Он открыл глаза. В трюме было почти темно, только слабый свет пробивался сверху, из люка. Люди вокруг зашевелились, зашептались. Кто-то перекрестился.
Иван сунул руку за пазуху и достал письма. Тонкая стопка, перевязанная розовой ленточкой. Почти белой от времени, но он все еще помнил, какого цвета она была когда-то.
Он развязал ленточку, взял верхнее письмо, развернул. Бумага пожелтела, но почерк был все так же аккуратен, девически круглый. Он не стал читать – просто провел пальцем по строчкам, чувствуя шероховатость бумаги. И вдруг до него донесся слабый, едва уловимый запах. Запах, который он помнил много лет. Запах духов. Тот самый, которым пахло от нее в день прощания.
У Ивана перехватило горло.
– Прощай, – прошептал он, неизвестно к кому обращаясь. Может, к России. Может, к тем, кто остался в земле. Может, к ней.
Он аккуратно сложил письма, перевязал ленточкой и спрятал обратно, под гимнастерку, к самому сердцу.
Корабль набирал ход. Впереди был Константинополь, потом – неизвестность. И где-то там, в этой неизвестности, может быть, ждала та, чьи письма он вез через всю Европу.
Глава 3. Первая ночь
Когда Иван спустился в трюм, ему показалось, что он шагнул в преисподнюю.

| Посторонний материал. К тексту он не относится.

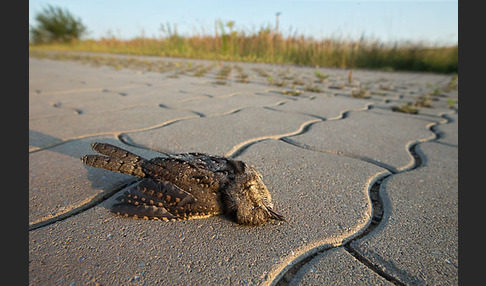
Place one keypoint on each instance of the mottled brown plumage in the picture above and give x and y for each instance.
(187, 185)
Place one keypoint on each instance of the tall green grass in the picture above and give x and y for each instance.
(266, 46)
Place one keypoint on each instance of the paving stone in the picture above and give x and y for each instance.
(337, 267)
(59, 182)
(380, 135)
(323, 205)
(219, 135)
(324, 107)
(318, 173)
(449, 133)
(223, 105)
(417, 242)
(68, 127)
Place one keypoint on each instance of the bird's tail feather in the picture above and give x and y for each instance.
(116, 159)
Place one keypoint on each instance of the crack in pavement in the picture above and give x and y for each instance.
(286, 276)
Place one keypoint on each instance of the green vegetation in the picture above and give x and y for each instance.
(264, 46)
(55, 25)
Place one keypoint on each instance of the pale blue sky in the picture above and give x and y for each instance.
(432, 22)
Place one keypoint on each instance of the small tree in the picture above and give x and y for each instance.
(56, 25)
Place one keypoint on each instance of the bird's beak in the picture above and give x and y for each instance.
(275, 215)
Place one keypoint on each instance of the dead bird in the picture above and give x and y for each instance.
(187, 185)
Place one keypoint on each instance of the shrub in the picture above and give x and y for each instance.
(56, 25)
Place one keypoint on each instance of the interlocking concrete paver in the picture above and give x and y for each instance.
(58, 183)
(418, 240)
(323, 205)
(381, 135)
(218, 135)
(319, 154)
(324, 107)
(337, 267)
(118, 121)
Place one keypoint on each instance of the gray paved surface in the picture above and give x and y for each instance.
(370, 194)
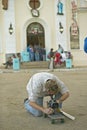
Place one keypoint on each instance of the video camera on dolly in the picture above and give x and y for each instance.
(52, 103)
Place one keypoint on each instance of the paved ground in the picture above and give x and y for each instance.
(13, 115)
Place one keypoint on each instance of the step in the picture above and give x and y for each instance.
(36, 64)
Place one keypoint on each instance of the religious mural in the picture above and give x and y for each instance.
(74, 29)
(60, 8)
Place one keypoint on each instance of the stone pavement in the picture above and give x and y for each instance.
(13, 115)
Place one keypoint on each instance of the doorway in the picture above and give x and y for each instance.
(35, 35)
(36, 42)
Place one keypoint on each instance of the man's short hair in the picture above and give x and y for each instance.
(51, 85)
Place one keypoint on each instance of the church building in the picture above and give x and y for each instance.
(43, 23)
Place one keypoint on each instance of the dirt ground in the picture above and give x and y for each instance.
(13, 115)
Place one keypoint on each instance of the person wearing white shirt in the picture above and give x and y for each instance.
(40, 85)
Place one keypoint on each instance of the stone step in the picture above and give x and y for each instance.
(36, 64)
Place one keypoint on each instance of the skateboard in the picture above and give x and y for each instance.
(56, 117)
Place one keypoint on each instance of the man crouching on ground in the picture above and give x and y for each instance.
(40, 85)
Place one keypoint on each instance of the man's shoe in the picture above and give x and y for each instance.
(25, 100)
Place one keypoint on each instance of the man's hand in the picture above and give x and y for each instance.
(48, 111)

Свет проникал только сверху, из распахнутых люков, и падал косыми столбами, в которых плясали мириады пылинок. В этих бледных лучах угадывались лица
– измождённые, испуганные, заплаканные, а по краям, в темноте, лица
исчезали, растворялись, оставались только голоса.

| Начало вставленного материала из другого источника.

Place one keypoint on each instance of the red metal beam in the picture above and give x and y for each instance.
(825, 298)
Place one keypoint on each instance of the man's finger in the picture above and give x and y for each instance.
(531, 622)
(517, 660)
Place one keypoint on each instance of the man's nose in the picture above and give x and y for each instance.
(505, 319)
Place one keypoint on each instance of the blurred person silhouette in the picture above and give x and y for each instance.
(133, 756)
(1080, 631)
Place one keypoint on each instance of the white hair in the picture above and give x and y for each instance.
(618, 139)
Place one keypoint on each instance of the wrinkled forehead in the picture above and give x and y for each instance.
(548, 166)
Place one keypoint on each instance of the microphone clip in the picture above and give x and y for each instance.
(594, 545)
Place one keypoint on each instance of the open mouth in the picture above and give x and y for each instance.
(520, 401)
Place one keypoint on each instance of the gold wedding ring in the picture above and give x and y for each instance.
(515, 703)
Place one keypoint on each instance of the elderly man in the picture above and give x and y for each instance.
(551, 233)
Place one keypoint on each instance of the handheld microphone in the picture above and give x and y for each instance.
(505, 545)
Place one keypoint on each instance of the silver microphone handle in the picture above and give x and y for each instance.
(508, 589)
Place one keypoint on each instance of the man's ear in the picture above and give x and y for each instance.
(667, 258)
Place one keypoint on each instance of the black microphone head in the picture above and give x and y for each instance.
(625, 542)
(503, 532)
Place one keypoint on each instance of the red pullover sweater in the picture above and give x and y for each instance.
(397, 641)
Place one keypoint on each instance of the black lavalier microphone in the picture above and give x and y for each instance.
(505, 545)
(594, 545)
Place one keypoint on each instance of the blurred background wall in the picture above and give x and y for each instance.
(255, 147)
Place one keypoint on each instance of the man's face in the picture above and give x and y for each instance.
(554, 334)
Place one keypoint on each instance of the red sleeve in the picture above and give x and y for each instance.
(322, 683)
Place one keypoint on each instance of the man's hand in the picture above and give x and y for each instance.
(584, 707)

Голосов было много. Они накладывались друг на друга, создавали невообразимый шум, в котором нельзя было разобрать ни слов, ни молитв, ни проклятий – только общую ноту отчаяния.
Иван постоял на нижней ступеньке трапа, привыкая к полумраку. Глаза постепенно различали детали: вот наваленные горой узлы и чемоданы, вот привязанные к трубам керосиновые лампы, дающие скудный свет, вот люди – сидящие, лежащие, стоящие на коленях. В углу, у самой переборки, кто-то громко и надрывно читал сорванный со столба указ об эвакуации, и его голос тонул в общем гуле, как камень тонет в болоте.
Иван двинулся вперёд, перешагивая через ноги, через мешки, через чьи-то растоптанные ботинки. Кто-то схватил его за штанину:
– Куда прёшь? Места нет!
Он высвободил ногу и пошёл дальше. Надо было найти угол, где можно сесть, прислониться спиной к чему-нибудь и просто закрыть глаза. Хотя бы на минуту.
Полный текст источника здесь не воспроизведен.